Can somebody explain to me why the degrees of freedom for SEE is equal to (n-k-1) or for that matter why RSS df is k? I know I could just memorize it, but the fact that I don’t know this already is a testament to the fact that I don’t really understand this topic. Thanks.

I have no idea… I’m just going to try and remember the formulas well enough to pass:-)

This might help: Degrees of Freedom The size of samples used to generate an estimate is often described in terms of the numbers of degrees of freedom in that sample. There as many degrees of freedom in a sample for a particular estimate as there are independent terms used to calculate that estimate. For example, for a mean there are N degrees of freedom in a sample of size N; for an estimate of variance there are N-1 degrees of freedom in that same sample. (This is because the mean is used to generate the estimate of the variance, and therefore only N-1 of the data points can vary and still give the same mean.) This does not explain it for the SEE, though. CP

Thanks cpk. Your example helps. We are getting closer.

I just memorized it. RSS df = k SEE df = n-(k+1) Total df = n-1 MWVT - was that a typo on your part? n-k+1 right? not minus 1

No JB, it is not a typo. Formula in the book has it as n-(k+1), which translates into n-k-1 hope this helps.
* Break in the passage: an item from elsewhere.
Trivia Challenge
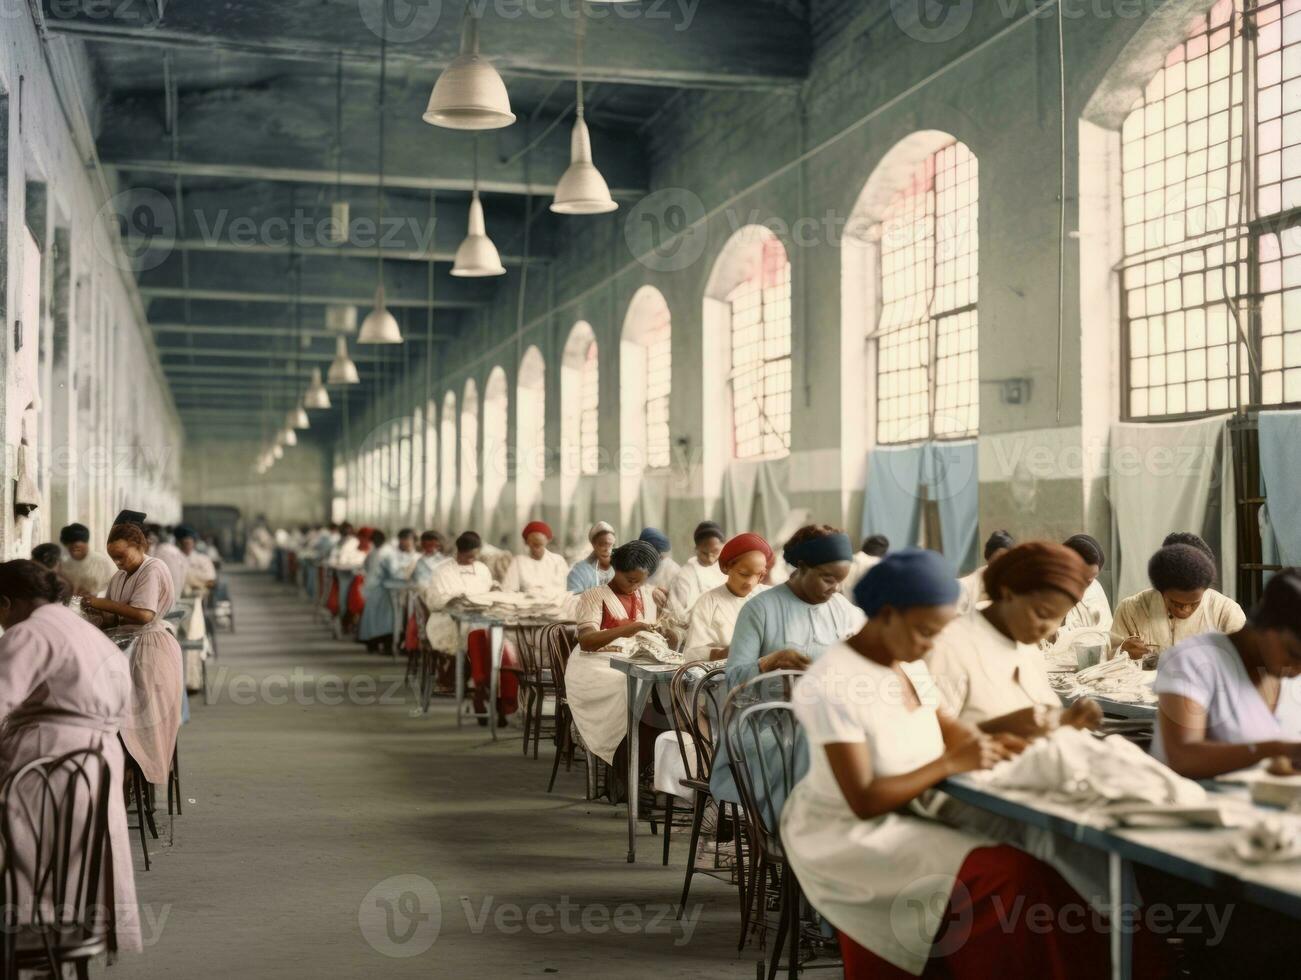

Describing exactly how this works is long and beyond the scope, but the gist is that when you are calculating a sum of squares around a mean you are using it for some variance estimate. If I told you that the observations were generated from the process b0 + b1 * x + b2 * z + error and gave you b0, b1, b2 the df would be n. You would simply be calculating the variability of that error term directly. In the real world you dont know b0, b1, b2 (but only because you don’t have complete access to omniscient Joey who thinks that omniscience trumps good statistics any day). Anyway, you estimate those things using the data you are about to use to estimate the variance. Since you use the same data for both things, you expect your sum of squared errors to be smaller than it would be if I gave you the coefficients because you chose those estimators to make the sse as small as possible. That is the real coefficients have a worse fit to the data than the estimated ones, because you chose the estimated ones to be the best fit. There’s a price for doing that and it’s expressed in losing a degree of freedom for each parameter you estimate. Why you lose exactly one per parameter in least sqaures regression is an interesting topic that requires a blackboard and a lecture, although it is surely on the internet in 16000 places.

jbisback Wrote: ------------------------------------------------------- > I just memorized it. > > RSS df = k > SEE df = n-(k+1) > Total df = n-1 > > MWVT - was that a typo on your part? n-k+1 right? > not minus 1 They are the same: n-k-1=n-(k+1)

see…i told you all i was a complete mathematical idiot in my other post. This is evidence.

Nah. That doesn’t mean anything. We I first saw your post I thought I had it wrong too. I actually had to use an example to confirm it to myself. I am almost to the harder (new) stuff in quant now.